IL MONDO E' DI TUTTI: recensioni

IL MONDO E' DI TUTTI: recensioni

Si riportano di seguito le recensioni al volume di Waldemaro Morgese Il mondo è di tutti. L'Italia fra Europa e globalizzazione (Edizioni dal Sud, Bari 2017).

 

SE L’EUROPA NON SA COGLIERE I CAMBIAMENTI. «Il mondo è di tutti» di Morgese

Ci vuole una intelligenza collettiva che in questo momento manca. Capace di far capire che Il mondo è di tutti, come Waldemaro Morgese titola il suo libro (Edizioni dal Sud, pag. 99, euro 8). Capace soprattutto di far capire che una storia è finita e da un pezzo ne è cominciata un’altra verso la quale siamo quasi completamente inadeguati. E ha ragione l’economista Michele Capriati nel suo epilogo a dire che sarà necessaria una controrivoluzione con uomini nuovi e programmi alternativi. A cominciare dall’abbandono di quella «cultura del recinto» della quale parla il giornalista Dionisio Ciccarese nel suo prologo.

Morgese, saggista, editorialista e animatore culturale pugliese, ha qui raccolto una serie di 21 articoli pubblicati soprattutto sul quotidiano EPolis Bari. Nei quali con ammirevole conoscenza e aggiornate citazioni passa in rassegna tutti i temi del nostro scontento. Anzitutto L’Italia fra Europa e globalizzazione, come dice il sottotitolo. Ma anche l’immigrazione e la tecnoscienza, lo statalismo e l’islamismo, la barbarie dell’odio e, perché no, san Nicola e il G7 a Bari. Temi che, ancorché possano sembrare remoti, determinano la nostra vita di ogni giorno.

Uno dei segni che siamo in un’altra storia è il papato di Bergoglio. Il primo non europeo in duemila anni di chiesa. Il secondo è nella legge dei grandi numeri, quelli che riguardano Cina e India. Ma soprattutto l’Africa col suo miliardo e 200 milioni di persone, e con l’età media di 19 anni. Popolo in cammino nonostante gli intralci (anche devastanti) di percorso. Con la vecchia Europa ormai ricca, ma stanca minoranza, diciamo fuori dalla nuova storia. Insomma si è spostato l’«ombelico del mondo» (come nella canzone di Jovanotti). Ma ci comportiamo come se non lo fosse.

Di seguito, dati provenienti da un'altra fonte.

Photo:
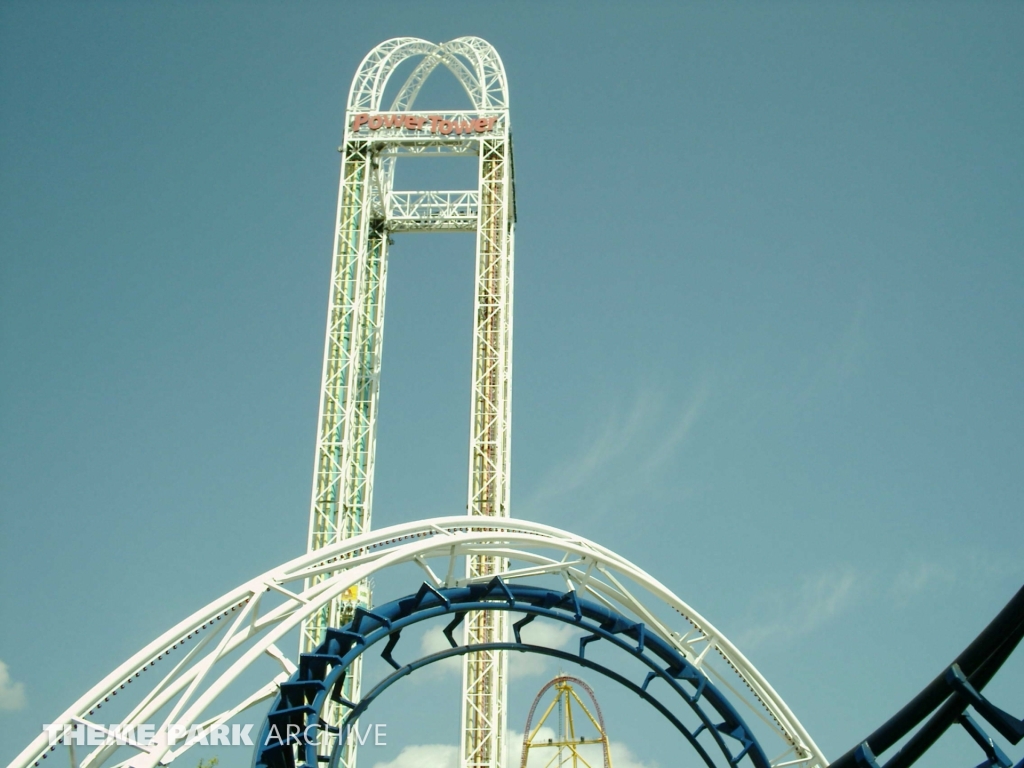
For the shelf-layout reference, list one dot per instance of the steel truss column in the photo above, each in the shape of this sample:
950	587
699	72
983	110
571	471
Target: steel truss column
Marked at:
484	673
343	472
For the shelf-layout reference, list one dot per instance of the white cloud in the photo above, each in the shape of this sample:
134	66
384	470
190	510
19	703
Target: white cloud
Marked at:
916	577
628	452
804	609
11	693
623	757
424	756
446	756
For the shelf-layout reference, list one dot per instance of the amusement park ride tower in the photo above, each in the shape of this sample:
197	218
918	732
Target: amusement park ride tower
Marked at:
369	210
189	685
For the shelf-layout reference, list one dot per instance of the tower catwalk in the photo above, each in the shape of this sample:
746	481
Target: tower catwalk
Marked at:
369	210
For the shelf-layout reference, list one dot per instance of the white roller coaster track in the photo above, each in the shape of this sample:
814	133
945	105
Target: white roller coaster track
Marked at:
177	679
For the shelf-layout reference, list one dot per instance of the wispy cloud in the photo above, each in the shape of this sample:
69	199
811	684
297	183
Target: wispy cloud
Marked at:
632	445
417	756
810	604
11	693
916	577
446	756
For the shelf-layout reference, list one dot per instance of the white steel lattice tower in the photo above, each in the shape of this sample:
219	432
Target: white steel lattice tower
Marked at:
369	210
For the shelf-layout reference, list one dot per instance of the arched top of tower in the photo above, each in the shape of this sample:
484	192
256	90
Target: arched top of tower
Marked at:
473	61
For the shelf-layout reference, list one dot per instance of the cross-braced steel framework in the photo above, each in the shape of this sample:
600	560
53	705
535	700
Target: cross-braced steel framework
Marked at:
566	743
369	209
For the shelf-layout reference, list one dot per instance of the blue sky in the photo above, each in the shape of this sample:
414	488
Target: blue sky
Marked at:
768	342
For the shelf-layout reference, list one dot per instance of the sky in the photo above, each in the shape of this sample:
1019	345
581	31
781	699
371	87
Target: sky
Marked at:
768	327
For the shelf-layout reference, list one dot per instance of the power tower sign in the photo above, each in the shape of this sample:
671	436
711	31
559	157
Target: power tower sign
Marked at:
369	210
457	124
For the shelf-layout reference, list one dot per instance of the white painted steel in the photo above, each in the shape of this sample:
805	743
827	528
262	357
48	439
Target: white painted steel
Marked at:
369	210
192	667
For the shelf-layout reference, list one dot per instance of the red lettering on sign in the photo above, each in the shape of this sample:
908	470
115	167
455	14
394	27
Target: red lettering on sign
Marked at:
420	123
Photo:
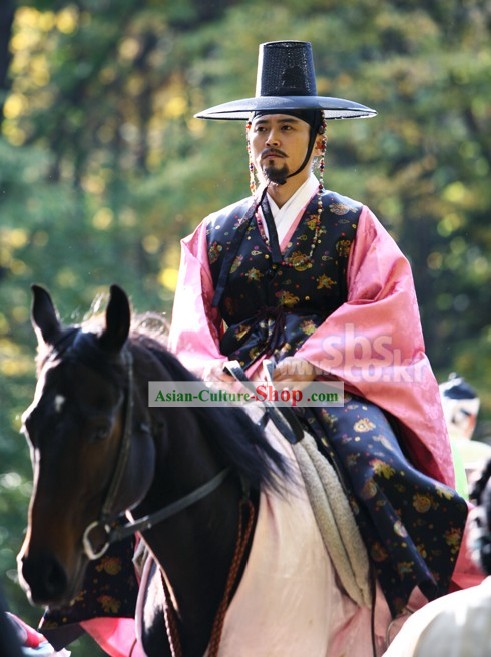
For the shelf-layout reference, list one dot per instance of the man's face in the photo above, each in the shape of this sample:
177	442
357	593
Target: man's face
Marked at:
279	144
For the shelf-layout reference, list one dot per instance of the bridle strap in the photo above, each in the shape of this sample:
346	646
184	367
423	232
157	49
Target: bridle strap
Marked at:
282	417
118	533
113	534
148	521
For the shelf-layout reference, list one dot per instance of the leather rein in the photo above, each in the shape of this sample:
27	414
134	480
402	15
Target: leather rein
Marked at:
113	534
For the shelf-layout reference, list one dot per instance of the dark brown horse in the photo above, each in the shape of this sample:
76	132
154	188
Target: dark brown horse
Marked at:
199	485
98	450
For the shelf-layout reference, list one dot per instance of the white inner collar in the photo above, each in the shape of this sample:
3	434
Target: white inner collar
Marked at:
286	215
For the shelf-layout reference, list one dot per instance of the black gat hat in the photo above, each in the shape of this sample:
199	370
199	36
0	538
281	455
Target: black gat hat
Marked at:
286	82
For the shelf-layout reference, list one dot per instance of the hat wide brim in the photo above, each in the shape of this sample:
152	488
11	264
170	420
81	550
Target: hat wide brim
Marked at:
334	108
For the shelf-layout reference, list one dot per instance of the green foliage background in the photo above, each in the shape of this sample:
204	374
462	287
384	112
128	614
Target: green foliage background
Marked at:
103	168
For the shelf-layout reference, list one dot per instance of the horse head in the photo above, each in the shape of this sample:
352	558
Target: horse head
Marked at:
77	428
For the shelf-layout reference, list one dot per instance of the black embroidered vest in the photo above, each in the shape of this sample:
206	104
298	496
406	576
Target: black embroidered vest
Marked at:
271	307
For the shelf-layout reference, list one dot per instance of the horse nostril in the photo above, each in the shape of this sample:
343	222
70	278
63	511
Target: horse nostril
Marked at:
46	578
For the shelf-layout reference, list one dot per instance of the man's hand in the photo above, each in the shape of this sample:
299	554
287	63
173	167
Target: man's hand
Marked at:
297	371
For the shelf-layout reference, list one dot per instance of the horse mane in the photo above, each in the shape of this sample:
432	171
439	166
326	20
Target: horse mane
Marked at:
233	433
230	430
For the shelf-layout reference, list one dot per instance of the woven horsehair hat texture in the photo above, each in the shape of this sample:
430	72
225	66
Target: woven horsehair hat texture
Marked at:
286	81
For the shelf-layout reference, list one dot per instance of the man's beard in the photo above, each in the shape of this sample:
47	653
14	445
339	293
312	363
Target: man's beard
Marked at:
276	174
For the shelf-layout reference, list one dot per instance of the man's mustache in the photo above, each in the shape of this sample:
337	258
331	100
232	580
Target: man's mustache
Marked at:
272	151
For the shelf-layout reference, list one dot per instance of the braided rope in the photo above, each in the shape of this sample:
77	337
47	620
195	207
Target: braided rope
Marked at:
170	613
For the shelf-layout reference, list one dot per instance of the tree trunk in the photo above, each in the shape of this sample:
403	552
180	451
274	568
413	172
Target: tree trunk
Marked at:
6	21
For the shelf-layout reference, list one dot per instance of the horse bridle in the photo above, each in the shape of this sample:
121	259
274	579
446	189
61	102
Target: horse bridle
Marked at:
118	533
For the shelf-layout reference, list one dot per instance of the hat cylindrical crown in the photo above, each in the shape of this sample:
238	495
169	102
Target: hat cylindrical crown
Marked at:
286	68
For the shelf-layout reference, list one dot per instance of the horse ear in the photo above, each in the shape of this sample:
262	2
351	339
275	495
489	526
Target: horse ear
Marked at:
44	316
118	317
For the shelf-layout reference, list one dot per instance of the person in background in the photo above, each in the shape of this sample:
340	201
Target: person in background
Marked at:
311	280
458	624
461	407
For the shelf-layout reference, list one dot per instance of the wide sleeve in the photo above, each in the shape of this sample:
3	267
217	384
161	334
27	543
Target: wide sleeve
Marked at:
195	326
374	344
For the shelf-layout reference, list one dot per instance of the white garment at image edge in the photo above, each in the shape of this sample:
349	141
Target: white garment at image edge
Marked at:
455	625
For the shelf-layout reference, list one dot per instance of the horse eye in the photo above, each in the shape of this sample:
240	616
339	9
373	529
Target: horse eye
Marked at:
101	432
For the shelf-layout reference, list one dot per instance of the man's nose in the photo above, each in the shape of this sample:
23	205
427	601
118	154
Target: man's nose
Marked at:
273	138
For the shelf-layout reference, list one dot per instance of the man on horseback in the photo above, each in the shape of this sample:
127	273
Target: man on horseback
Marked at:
311	280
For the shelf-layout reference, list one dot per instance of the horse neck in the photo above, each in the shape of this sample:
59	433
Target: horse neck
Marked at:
195	547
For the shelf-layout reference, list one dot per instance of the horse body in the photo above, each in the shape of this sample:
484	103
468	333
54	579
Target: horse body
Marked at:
76	428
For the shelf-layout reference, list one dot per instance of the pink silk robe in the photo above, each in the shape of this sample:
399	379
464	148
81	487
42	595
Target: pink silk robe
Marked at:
373	342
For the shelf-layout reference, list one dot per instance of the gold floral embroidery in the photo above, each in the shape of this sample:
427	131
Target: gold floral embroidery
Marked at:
340	208
236	263
108	603
253	274
214	252
422	503
382	468
399	529
286	298
343	247
325	281
308	327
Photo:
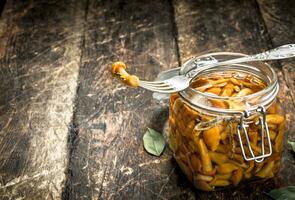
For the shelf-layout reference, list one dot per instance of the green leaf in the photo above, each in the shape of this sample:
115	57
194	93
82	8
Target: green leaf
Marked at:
153	142
292	144
285	193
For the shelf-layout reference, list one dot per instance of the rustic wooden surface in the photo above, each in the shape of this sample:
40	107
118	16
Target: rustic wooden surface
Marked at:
68	130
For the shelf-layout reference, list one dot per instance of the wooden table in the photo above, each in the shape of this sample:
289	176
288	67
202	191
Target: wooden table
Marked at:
68	130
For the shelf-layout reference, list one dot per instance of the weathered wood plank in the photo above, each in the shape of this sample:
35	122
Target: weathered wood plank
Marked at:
108	160
232	26
39	63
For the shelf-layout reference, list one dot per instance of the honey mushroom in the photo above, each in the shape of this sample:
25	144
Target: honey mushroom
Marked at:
119	69
207	156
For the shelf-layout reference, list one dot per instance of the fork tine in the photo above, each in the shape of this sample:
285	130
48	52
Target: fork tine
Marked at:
156	89
158	86
164	87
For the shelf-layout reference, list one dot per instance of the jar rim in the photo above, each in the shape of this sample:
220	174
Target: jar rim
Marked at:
271	88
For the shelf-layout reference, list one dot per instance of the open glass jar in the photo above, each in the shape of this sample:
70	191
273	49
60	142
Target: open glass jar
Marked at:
228	126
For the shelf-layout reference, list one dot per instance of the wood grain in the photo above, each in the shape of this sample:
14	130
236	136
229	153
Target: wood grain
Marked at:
69	130
108	160
39	64
279	20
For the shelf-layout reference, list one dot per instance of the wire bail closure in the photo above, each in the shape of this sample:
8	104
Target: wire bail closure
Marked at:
264	128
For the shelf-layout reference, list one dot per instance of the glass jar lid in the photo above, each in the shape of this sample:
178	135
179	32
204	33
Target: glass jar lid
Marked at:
250	102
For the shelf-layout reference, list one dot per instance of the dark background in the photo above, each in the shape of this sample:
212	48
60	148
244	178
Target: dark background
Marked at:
69	130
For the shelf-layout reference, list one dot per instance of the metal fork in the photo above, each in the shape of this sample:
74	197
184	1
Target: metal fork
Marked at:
181	82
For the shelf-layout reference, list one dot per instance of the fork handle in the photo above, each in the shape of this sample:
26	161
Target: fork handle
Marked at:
281	52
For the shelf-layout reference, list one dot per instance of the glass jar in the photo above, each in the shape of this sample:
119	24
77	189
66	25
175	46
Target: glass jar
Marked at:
222	140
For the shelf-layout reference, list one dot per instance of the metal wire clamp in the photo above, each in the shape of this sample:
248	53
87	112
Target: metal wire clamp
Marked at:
264	128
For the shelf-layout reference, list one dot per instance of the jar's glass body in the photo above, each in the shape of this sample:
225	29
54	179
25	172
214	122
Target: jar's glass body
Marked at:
207	148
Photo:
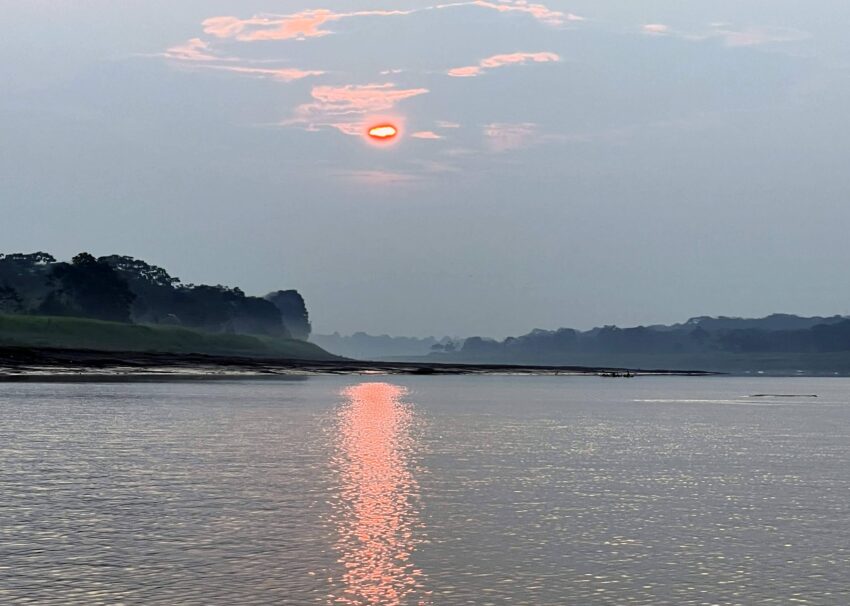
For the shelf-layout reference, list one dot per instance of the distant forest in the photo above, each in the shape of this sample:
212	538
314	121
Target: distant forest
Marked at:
123	289
703	339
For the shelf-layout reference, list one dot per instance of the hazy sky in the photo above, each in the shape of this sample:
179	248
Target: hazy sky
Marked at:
560	164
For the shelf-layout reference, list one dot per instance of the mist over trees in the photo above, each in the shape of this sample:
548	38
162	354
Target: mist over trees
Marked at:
701	339
293	311
124	289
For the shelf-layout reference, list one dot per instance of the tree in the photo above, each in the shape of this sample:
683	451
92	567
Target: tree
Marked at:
10	301
293	311
91	288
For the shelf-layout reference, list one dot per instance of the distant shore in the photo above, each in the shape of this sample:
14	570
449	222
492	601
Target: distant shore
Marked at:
52	364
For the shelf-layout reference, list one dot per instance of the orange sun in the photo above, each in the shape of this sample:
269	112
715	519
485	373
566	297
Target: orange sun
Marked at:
383	132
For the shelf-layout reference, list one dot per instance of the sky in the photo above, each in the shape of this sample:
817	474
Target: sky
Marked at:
558	164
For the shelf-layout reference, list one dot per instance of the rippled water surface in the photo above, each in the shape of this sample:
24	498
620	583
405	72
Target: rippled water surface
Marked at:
437	491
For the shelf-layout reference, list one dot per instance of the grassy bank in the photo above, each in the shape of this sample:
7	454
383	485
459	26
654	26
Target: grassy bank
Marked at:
82	333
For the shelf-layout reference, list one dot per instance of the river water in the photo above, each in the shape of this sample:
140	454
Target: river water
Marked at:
442	491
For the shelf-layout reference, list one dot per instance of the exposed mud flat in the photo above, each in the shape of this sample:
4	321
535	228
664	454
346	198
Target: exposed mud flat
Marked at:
36	364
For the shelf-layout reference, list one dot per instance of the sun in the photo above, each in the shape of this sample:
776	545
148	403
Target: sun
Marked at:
382	132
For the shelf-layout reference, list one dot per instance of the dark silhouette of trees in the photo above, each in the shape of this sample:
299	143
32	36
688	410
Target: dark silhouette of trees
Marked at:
10	300
125	289
89	288
293	311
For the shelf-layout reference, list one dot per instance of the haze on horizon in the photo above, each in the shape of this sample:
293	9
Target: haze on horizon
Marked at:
560	163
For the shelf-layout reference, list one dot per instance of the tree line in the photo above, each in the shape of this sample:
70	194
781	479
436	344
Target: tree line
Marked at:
124	289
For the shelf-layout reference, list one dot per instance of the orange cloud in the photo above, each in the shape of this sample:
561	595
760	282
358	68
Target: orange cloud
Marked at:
497	61
346	107
299	26
312	23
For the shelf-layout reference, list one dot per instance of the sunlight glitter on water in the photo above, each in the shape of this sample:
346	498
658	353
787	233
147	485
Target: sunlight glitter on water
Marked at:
375	512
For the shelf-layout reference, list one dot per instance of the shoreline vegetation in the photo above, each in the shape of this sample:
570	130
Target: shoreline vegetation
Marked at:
37	364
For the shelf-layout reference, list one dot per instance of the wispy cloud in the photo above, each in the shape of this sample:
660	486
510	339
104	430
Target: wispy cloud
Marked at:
425	134
501	136
732	36
313	23
497	61
283	74
197	54
346	107
540	12
191	50
656	29
299	26
757	36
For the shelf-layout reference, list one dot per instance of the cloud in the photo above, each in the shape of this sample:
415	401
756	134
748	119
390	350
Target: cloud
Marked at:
501	136
757	36
497	61
312	23
749	36
379	177
192	50
284	74
540	12
345	107
198	54
425	134
298	26
656	29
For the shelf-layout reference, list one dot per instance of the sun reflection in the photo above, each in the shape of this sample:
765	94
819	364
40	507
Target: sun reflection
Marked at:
375	514
383	132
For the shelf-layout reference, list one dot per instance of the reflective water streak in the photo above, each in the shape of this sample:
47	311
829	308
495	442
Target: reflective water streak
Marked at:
375	511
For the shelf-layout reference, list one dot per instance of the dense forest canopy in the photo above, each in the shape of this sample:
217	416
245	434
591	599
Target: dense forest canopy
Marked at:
777	333
125	289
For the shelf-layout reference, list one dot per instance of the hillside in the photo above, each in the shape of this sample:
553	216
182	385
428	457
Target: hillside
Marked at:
83	333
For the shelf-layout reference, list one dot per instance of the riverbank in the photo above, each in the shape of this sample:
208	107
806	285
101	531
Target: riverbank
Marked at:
54	364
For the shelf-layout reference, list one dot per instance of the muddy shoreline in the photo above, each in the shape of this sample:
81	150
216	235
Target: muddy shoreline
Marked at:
48	364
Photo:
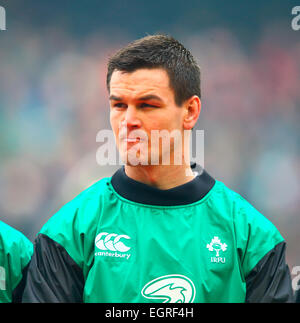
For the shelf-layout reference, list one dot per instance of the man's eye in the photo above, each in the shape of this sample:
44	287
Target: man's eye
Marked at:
119	105
147	105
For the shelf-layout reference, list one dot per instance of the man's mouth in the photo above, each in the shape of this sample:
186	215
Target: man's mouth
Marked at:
133	140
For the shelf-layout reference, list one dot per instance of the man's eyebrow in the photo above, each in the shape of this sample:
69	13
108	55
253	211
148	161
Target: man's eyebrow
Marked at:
143	98
150	97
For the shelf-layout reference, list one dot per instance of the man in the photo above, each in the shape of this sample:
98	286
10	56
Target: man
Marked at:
155	231
15	253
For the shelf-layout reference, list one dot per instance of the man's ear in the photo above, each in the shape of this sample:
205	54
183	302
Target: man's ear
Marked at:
192	108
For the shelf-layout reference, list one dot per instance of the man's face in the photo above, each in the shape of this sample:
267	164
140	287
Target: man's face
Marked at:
140	103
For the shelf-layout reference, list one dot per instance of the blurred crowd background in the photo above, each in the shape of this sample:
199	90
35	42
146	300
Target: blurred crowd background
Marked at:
53	99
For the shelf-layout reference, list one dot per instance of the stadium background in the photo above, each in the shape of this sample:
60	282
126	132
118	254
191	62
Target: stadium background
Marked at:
53	99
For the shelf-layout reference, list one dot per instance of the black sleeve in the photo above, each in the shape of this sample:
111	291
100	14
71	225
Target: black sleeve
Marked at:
270	280
53	276
17	293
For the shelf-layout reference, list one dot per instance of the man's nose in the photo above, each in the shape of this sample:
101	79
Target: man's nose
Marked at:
132	117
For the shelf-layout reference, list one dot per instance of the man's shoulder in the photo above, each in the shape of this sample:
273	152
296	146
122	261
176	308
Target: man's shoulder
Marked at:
80	211
242	212
12	238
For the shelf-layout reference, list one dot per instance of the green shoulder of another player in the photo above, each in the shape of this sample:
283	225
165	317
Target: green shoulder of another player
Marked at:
15	254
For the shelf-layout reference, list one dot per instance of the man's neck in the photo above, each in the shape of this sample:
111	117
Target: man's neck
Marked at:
163	177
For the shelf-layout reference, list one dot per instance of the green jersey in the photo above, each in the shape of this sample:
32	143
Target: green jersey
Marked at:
15	253
123	241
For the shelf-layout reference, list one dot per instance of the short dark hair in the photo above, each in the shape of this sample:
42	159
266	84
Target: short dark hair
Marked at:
160	51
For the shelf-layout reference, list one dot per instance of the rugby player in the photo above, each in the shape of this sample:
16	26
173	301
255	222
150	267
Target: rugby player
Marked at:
158	230
15	253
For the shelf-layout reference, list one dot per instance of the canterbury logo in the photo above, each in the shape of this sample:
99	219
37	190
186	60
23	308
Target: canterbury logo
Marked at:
111	241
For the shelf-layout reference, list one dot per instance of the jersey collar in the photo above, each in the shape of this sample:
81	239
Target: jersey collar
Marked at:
188	193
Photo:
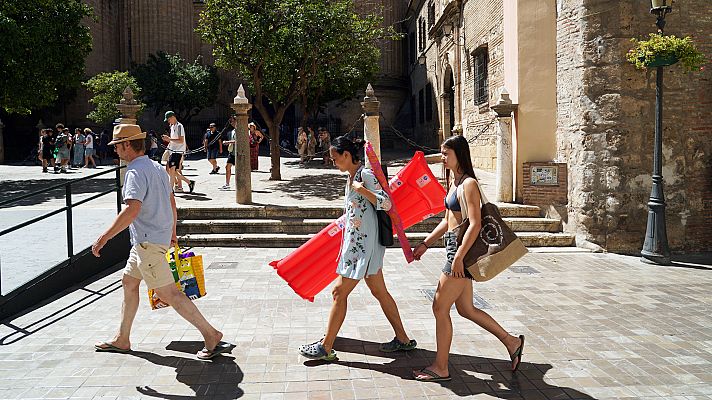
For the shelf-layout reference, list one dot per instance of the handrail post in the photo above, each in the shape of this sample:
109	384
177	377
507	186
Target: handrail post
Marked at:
70	234
118	190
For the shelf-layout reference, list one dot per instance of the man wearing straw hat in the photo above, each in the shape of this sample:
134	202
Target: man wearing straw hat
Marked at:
152	225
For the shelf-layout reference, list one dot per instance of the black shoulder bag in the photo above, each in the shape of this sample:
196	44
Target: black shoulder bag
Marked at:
385	225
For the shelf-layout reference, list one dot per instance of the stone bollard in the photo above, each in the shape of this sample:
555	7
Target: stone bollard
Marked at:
128	107
243	173
371	130
505	176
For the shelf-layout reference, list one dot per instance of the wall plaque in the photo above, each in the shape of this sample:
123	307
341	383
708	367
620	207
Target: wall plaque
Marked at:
544	176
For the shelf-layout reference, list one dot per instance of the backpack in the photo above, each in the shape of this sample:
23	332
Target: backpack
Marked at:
385	225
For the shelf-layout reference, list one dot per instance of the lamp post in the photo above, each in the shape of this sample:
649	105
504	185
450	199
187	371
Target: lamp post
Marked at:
655	248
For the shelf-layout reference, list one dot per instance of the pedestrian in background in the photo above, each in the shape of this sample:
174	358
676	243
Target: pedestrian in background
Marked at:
325	144
230	142
151	216
177	147
361	254
47	141
78	159
455	285
213	146
256	138
89	149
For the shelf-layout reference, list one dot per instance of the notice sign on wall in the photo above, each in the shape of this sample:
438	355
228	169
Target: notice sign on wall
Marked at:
544	176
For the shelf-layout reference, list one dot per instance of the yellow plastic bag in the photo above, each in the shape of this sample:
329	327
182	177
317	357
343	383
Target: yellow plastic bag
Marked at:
188	274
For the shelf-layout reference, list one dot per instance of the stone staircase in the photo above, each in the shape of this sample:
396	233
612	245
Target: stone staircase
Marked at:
275	226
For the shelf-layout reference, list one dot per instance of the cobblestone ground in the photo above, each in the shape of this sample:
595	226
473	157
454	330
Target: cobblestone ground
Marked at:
597	326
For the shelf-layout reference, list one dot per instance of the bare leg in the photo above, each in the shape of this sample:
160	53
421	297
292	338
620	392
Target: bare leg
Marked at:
449	289
388	305
186	309
340	294
128	312
467	309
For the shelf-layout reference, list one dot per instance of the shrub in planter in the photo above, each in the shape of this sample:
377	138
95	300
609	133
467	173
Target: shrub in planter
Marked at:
662	50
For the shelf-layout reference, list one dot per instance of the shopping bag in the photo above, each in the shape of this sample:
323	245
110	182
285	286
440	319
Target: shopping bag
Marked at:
496	247
188	273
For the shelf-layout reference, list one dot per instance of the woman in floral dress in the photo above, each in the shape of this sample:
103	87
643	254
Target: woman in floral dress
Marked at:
361	254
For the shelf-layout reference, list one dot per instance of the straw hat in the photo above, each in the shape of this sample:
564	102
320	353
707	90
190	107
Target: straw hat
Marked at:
125	132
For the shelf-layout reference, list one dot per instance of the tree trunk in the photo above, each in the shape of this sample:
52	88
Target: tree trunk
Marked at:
275	173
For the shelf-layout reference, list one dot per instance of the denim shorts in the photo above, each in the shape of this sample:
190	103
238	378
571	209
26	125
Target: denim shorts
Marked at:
450	250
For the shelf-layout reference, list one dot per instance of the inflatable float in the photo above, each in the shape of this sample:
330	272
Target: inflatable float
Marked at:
416	194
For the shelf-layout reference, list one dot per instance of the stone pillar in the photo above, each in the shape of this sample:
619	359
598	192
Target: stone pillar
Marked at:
2	144
243	173
128	107
505	171
371	129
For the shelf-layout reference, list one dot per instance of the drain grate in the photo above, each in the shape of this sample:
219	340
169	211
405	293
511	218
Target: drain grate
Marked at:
477	300
223	265
522	269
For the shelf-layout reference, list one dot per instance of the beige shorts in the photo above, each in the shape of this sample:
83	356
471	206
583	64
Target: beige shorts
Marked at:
147	261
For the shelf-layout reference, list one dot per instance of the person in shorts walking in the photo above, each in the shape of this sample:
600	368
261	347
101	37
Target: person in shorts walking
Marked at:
177	147
213	147
150	214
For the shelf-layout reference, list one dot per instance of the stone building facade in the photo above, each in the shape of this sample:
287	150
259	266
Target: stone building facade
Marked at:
581	107
605	125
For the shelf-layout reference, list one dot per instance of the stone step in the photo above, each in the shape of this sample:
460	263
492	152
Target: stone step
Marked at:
280	212
530	239
312	226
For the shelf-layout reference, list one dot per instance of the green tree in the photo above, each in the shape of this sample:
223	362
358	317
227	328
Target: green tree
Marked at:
168	82
280	46
43	45
108	88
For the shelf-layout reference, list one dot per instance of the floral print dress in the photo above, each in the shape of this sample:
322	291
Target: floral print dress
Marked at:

Giustamente dice Morgese che ci vorrebbe una «identità terrestre». Verso la quale però alziamo muri che non ci salveranno. Così come inutili muri sono il ritorno agli interessi nazionali. Come se fosse così possibile arginare sia una immigrazione che si muove come una risacca. Sia arginare l’universalità di Internet che passa attraverso tutto. Cui sono collegate le «Grin» (genetica, robotica, intelligenza artificiale, nanotecnologie) che disegnano una nuova specie umana (il «cyborg») e la fine del lavoro come lo abbiamo conosciuto per secoli. Una «intelligenza connettiva», come la chiama giustamente Ciccarese. Cui non corrisponde, appunto, quella collettiva.

Di fronte a tutto questo, tutto il resto sembra retroguardia. Per cui l’Occidente che si chiude a riccio è una disdetta epocale verso se stesso. Soprattutto non puntando sul capitale umano che in questo nuovo inizio è l’interesse strategico più importante in assoluto. E fomentando diseguaglianze che sono il principale motivo dei conflitti fra gruppi e fra Stati. Ma che saranno spazzate come bolle di sapone, benché in questo momento i ceti popolari e i poteri forti sembrino imbattibili.

Morgese è consapevole del grande Vuoto del momento. Quello che, al di là dell’indottrinamento islamico, spinge i giovani di mezzo mondo all’antagonismo del terrorismo. Alla ricerca, a modo loro, di un senso. Il suo libro aiuta a orientarsi nello scoramento, nella frustrazione, nella sensazione che il peggio sia irreversibile. Indica una fiducia. Altrimenti «scrocconi, briganti, pirati e imbroglioni prenderanno il controllo» come scrisse nove anni fa il musicista Brian Eno. Morgese ci suggerisce un «sentire comune» che è il più grande assente del nostro tempo. Poggiare l’orecchio sulla prateria come facevano i pellerossa per capire dove andavano gli zoccoli dei cavalli.

[recensione di Lino Patruno apparsa su «La Gazzetta del Mezzogiorno» di mercoledì 23 maggio 2018, p. 22].